PROGRESSION OF BREAST CANCER
Researchers have identified loss of Fiblin-2 as a marker of breast cancer progression since the protein is expressed by normal breast cells but lost in breast cancer cell lines and invasive breast tumors. As further confirmation of Fibulin-2s anti-invasion effect, reintroduction of the protein into Fibulin-2-negative breast cancer cells resulted in decreased cell migration and invasion in vitro.
Fibulin-2 is a known component of the extracellular matrix (the supportive protein structure surrounding cells) and is thought to be critical for cell migration during wound healing. However, loss of Fibulin-2 in breast cancer may lead to changes in the environment surrounding, and confining, cancer cells, thus enabling cancer cells to migrate from their original site to other locations.

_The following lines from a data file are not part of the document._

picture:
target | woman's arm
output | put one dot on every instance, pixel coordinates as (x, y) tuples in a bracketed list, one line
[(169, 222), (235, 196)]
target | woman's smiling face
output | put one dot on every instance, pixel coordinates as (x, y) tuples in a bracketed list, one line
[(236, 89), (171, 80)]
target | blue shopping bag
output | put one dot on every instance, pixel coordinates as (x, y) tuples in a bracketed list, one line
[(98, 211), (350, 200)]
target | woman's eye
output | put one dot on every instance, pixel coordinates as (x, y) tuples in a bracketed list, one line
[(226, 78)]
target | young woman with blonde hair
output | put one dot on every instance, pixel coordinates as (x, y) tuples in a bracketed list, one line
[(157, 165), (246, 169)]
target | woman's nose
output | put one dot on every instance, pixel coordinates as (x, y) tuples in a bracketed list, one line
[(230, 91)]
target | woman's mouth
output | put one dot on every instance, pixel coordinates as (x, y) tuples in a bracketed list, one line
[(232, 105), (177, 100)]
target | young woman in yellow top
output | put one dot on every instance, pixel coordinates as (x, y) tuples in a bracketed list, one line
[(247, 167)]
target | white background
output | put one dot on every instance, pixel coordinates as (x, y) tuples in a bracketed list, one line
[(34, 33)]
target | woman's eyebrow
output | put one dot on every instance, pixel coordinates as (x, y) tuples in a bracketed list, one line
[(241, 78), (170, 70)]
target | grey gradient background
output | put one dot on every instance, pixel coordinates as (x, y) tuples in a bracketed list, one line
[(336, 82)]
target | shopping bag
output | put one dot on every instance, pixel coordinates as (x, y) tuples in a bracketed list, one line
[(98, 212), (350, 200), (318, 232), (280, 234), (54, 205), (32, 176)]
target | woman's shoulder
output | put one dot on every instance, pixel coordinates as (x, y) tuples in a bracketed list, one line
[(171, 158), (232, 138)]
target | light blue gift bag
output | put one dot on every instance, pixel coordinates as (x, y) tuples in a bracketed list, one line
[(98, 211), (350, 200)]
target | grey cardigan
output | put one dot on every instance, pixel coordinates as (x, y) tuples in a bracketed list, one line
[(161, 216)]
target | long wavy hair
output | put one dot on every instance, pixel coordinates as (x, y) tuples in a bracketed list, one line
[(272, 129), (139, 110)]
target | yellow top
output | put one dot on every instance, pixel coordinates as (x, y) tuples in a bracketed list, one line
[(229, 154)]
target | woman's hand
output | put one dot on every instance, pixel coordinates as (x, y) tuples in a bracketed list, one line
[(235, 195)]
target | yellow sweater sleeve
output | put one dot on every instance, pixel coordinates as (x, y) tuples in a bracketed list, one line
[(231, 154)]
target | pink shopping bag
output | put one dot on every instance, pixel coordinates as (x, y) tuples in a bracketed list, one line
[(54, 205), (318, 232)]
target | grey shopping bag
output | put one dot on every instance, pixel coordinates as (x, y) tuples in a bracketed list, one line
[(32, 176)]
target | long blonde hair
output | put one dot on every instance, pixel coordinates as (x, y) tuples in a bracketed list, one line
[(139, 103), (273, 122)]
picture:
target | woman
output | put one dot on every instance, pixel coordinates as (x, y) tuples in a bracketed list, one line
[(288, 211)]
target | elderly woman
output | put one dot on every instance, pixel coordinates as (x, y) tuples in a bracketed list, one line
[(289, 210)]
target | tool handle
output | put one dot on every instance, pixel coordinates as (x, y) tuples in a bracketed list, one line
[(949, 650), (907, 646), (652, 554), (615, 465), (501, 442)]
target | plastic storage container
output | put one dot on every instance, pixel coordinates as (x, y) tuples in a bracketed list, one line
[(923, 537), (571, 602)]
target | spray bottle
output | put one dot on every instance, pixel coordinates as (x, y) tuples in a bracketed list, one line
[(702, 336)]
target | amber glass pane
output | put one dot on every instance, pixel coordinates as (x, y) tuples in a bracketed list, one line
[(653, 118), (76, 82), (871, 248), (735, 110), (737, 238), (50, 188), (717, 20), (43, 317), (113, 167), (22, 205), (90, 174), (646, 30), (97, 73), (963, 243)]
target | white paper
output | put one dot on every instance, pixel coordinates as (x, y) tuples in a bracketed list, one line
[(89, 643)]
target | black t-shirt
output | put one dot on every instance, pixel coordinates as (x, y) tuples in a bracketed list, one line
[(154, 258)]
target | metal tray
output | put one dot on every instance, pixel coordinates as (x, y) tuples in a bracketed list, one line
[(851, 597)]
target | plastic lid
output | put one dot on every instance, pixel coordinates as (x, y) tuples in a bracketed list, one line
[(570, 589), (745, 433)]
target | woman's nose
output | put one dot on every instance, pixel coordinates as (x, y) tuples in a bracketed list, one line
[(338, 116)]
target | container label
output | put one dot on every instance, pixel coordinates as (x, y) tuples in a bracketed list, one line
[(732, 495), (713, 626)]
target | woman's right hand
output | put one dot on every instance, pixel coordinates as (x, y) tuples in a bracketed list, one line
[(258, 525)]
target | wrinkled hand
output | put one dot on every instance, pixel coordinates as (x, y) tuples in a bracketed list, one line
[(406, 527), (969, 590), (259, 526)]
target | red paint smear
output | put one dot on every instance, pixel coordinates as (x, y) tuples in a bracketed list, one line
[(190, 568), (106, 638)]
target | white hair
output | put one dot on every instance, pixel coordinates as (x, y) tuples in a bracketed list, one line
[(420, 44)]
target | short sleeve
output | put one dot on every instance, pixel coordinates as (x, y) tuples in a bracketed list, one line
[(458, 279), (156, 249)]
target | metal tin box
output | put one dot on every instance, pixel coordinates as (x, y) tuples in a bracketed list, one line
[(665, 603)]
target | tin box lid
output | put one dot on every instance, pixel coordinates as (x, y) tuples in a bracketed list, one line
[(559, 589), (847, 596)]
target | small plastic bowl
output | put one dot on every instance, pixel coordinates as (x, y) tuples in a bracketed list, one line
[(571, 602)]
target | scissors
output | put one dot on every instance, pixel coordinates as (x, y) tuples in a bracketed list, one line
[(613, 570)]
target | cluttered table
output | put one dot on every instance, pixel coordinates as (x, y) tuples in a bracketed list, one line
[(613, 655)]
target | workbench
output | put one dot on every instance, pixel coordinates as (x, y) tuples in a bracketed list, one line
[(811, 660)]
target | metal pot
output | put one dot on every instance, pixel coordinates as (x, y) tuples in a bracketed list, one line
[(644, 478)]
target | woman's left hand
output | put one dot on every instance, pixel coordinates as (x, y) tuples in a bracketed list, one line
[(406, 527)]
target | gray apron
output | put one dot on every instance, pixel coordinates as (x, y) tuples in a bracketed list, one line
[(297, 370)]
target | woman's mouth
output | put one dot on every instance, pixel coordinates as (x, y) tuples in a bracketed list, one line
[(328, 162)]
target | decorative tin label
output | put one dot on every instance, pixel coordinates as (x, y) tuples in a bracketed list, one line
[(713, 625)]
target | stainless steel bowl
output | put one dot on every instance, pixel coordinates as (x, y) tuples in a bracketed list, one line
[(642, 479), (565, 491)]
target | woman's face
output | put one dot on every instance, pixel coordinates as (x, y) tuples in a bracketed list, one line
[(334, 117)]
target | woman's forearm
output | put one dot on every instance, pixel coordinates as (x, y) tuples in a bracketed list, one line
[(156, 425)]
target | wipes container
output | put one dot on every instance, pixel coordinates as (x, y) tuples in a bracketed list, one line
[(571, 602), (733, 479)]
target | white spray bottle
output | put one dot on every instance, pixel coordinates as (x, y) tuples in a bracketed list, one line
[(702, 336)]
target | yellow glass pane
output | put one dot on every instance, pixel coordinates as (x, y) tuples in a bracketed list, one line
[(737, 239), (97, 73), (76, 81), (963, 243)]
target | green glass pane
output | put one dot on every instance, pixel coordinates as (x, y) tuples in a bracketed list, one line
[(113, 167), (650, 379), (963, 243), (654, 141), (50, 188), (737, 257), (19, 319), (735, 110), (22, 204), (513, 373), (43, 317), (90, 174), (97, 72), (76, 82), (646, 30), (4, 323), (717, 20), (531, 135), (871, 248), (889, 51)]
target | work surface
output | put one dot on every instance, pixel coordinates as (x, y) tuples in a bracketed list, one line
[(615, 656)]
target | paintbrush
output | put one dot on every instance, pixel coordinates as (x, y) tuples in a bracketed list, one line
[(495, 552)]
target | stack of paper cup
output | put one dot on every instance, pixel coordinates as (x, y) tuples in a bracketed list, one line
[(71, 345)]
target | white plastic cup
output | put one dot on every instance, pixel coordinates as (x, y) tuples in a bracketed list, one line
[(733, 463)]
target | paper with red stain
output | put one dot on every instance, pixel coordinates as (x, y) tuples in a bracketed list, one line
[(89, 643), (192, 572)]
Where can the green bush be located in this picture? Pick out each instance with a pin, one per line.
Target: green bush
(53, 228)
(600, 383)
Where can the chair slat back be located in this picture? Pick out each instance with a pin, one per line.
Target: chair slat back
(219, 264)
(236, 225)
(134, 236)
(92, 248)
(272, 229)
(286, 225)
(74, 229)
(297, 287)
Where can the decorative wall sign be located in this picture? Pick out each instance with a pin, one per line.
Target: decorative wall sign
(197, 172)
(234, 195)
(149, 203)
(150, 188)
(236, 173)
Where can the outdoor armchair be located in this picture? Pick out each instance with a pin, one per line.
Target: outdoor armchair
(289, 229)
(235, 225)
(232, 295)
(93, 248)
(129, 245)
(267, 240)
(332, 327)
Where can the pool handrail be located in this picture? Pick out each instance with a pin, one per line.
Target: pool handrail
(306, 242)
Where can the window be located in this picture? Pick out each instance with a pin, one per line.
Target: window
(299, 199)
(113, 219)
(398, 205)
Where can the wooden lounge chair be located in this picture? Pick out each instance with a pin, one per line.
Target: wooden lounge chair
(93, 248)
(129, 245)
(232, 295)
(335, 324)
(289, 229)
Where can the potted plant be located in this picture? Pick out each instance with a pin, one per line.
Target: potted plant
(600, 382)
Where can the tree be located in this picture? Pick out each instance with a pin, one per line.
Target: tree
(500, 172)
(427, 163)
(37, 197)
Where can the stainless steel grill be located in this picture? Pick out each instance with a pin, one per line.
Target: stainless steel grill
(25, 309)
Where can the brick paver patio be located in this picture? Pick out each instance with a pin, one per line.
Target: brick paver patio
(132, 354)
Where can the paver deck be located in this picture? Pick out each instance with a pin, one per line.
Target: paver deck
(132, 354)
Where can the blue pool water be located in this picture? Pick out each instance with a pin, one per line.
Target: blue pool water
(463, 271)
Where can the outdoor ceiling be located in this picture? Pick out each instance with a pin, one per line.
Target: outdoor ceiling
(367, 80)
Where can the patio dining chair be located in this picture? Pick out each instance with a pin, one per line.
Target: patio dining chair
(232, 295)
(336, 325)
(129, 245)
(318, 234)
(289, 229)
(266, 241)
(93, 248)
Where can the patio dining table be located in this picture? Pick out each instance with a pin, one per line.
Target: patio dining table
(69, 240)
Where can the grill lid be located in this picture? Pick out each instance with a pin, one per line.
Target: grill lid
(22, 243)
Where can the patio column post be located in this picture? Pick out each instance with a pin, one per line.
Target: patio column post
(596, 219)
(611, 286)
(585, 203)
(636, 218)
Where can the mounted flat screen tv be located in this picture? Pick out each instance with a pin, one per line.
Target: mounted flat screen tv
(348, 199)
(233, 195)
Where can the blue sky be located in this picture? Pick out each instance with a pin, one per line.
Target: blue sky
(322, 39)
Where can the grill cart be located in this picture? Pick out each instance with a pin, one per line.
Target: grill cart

Fibulin-2s potential involvement in breast cancer spread may provide prognostic implications if loss of its expression can be directly correlated with the transition from noninvasive breast cancer to recurrent and/or invasive breast cancer. Future studies will explore the exact mechanisms by which Fibulin-2 mediates its anti-invasion effect.
This work was lead by Dr. Michael A. Hollingsworth at the University of Nebraska Medical Center, Omaha, Nebraska, and supported by the Department of Defense and the National Institutes of Health.